With less than one month until the August 2nd deadline to raise the federal debt limit, congressional leaders and administration officials have intensified their ongoing efforts to reach a compromise on a comprehensive deficit reduction plan. After House Majority Leader Eric Cantor (R-VA) backed out of the negotiations led by Vice-President Joe Biden, the focus shifted to direct conversations between the top Democratic and Republican leaders from the House and Senate and President Obama. In an effort to maintain the momentum of the talks, Majority Leader Harry Reid (D-NV) abruptly cancelled the Senate’s long-planned Independence Day recess and notified Senators that they should remain in Washington for votes throughout the week of July 4th. On July 7th, Obama, House Speaker John Boehner (R-OH), Cantor, House Minority Leader Nancy Pelosi (D-CA), House Minority Whip Steny Hoyer (D-MD), Reid, Senate Majority Whip Richard Durbin (D-IL), Senate Minority Leader Mitch McConnell (R-KY), and Senate Minority Whip Jon Kyl (R-AZ) met at the White House to discuss the outline of a possible deal to reduce the existing $14 trillion deficit by two to four billion dollars over ten years.

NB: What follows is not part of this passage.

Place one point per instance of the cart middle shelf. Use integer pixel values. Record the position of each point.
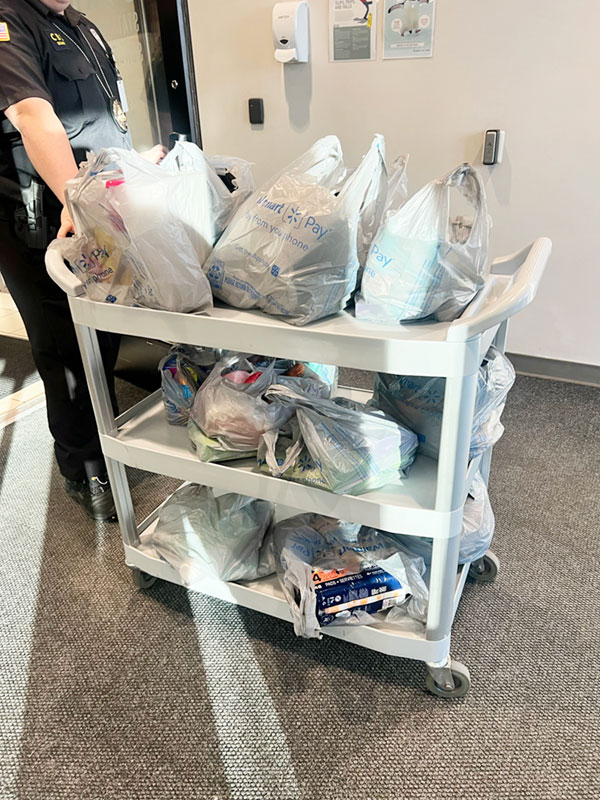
(144, 439)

As this newsletter went to press, Democrats and Republicans remained at odds on how best to tackle the nation’s fiscal problems. The President urged Congress to reduce the deficit by four trillion over ten years as recommended by the National Commission on Fiscal Reform and advocated for a “balanced approach” that included a combination of cuts in domestic and security spending, changes in entitlement programs, and revisions to the tax code. House and Senate Republican leaders insisted that they do not have the votes for any deal that includes new taxes or tax increases and stated that they want to achieve at least two trillion dollars in deficit reduction, the amount by which the debt ceiling would have to be raised in order to extend the federal government’s borrowing capacity through the 2012 elections. The congressional leadership and President Obama continued the negotiations in a rare Sunday meeting at the White House on July 10th, although they did not reach an agreement. Acknowledging that lawmakers are running up against the August 2nd deadline, Majority Leader Cantor announced on July 8th that he was cancelling the House recess that was scheduled to take place the week of July 18th.

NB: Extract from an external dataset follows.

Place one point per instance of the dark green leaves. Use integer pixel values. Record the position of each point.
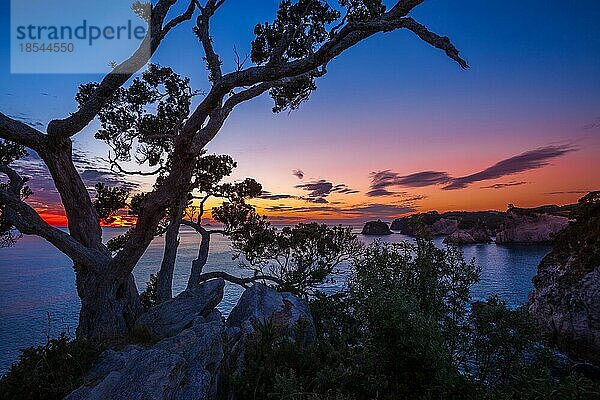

In related news, Senate Budget Committee Chairman Kent Conrad (D-SD) shared details of a draft fiscal year (FY) 2012 ”budget resolution” with the Senate Democratic Caucus at their weekly luncheon on July 5th. Those familiar with Conrad’s proposal said it would reduce the deficit by four trillion over the next decade, cutting spending by two trillion (including minimal cuts to entitlements) and generating an additional two trillion in revenue by ending certain tax breaks. Press reports indicate that the Conrad plan received “positive reviews” from Senate Democrats. However, Chairman Conrad announced on July 7th that public release of the draft “budget resolution” would be postponed until additional progress is made on a deficit deal. Once released, the Conrad proposal is expected to become the legislative vehicle for any deficit reduction plan agreed to by the White House and congressional leaders.

On the other side of the Capitol, the House continued to make progress on the FY 2012 appropriations bills, approving the measure funding the Department of Defense and beginning consideration of the legislation to fund the Department of Energy (HR 2354). Debate on HR 2354 will resume on July 11th, and the House is expected to pass the bill before the end of that week. The Senate has not yet released a schedule of when that chamber will consider the 2012 spending bills and is unlikely to begin working on them until a deal is reached on raising the debt ceiling.